WASHINGTON — President Biden’s administration on Friday formalized a new policy of opening Obamacare health insurance exchanges to people who arrived illegally in the US as children who have Deferred Action for Childhood Arrivals (DACA) status.
The change, pending since last year, is projected to ease access to insurance and federal subsidies for roughly 100,000 uninsured DACA status holders and could soften the blow to pro-immigration advocates if Biden tries to curb record-high illegal immigration before the Nov. 5 election.
“This landmark final rule will make DACA recipients eligible for the Affordable Care Act coverage for the first time. It is projected to help more than 100,000 DACA recipients gain coverage,” an administration official said on a press call.
“By providing new opportunities for quality, affordable care healthcare, this rule will give DACA recipients that peace of mind and opportunity that every American deserves.”

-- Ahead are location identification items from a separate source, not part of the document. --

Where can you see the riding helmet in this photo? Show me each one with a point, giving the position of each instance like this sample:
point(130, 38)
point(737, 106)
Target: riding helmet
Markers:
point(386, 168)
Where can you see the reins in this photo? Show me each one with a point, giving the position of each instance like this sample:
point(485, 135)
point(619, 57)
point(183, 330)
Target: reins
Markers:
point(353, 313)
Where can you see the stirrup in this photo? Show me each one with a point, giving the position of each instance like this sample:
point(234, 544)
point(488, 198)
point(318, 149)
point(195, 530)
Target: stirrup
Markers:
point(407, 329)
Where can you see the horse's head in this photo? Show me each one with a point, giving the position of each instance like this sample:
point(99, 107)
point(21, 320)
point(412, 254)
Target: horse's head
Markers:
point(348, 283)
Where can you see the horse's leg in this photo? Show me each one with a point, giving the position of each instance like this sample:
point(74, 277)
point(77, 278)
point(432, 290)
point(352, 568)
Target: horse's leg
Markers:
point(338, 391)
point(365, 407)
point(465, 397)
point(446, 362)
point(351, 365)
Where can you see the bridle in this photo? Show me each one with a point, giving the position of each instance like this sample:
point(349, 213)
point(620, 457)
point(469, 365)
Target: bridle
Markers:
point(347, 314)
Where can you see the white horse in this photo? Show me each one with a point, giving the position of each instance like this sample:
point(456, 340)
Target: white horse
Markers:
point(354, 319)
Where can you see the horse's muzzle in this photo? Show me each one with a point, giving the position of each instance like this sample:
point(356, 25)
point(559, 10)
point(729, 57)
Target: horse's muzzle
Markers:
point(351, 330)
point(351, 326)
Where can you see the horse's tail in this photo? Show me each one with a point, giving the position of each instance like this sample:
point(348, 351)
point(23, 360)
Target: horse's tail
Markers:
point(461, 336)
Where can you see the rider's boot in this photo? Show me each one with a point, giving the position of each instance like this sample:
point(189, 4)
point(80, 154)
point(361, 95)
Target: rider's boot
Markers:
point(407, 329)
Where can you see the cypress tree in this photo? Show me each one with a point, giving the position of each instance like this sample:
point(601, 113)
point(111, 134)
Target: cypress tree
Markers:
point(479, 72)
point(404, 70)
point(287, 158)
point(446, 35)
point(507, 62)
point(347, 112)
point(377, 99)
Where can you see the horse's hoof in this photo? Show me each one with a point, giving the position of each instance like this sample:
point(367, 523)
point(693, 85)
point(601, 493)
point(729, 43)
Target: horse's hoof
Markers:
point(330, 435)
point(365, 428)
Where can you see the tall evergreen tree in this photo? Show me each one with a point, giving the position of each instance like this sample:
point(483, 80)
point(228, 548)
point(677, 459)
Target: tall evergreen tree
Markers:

The DACA program was created in 2012 by then-President Barack Obama when the DREAM Act failed to pass the Senate and grants eligible applicants access to deportation protection and work permits.
In 2017, President Donald Trump attempted to scrap DACA while saying Congress should approve a similar program. The Supreme Court overruled him in 2020.
There were fewer than 600,000 DACA recipients as of last year, down from a peak of more than 700,000.
Immigration is one of the 81-year-old Biden’s top liabilities in his anticipated rematch against Trump, who is vowing to launch a mass deportation campaign after unprecedented illegal immigration under Biden.
Under Biden, most people who illegally cross the Mexican border are allowed to enter the US to pursue asylum claims in a move Republicans say encourages others to follow.
Shortly after taking office, Biden halted construction of Trump’s US-Mexico border wall and terminated the “Remain in Mexico” policy that required asylum seekers to await rulings on their claims of persecution south of the border.
The DACA benefits expansion comes amid reporting that Biden may seek to demonstrate a tougher approach to the border as polling shows the issue as a major election liability.
An Associated Press poll last month found that 56% of respondents said Biden made “immigration and border security” worse.
Biden claimed in January that he would “shut down the border until it could get back under control” if Republicans agreed to pass a reform package, but conservatives balked, saying Biden already had that authority, and he now reportedly is considering using it.
A record 2.5 million illegal immigrants were apprehended after crossing the southern border in fiscal 2023, which ended Sept. 30, followed by an all-time monthly record of nearly 302,000 in December.
Homeland Security Secretary Alejandro Mayorkas said in January that more than 85% of those detained for illegally crossing the border were being released into the US.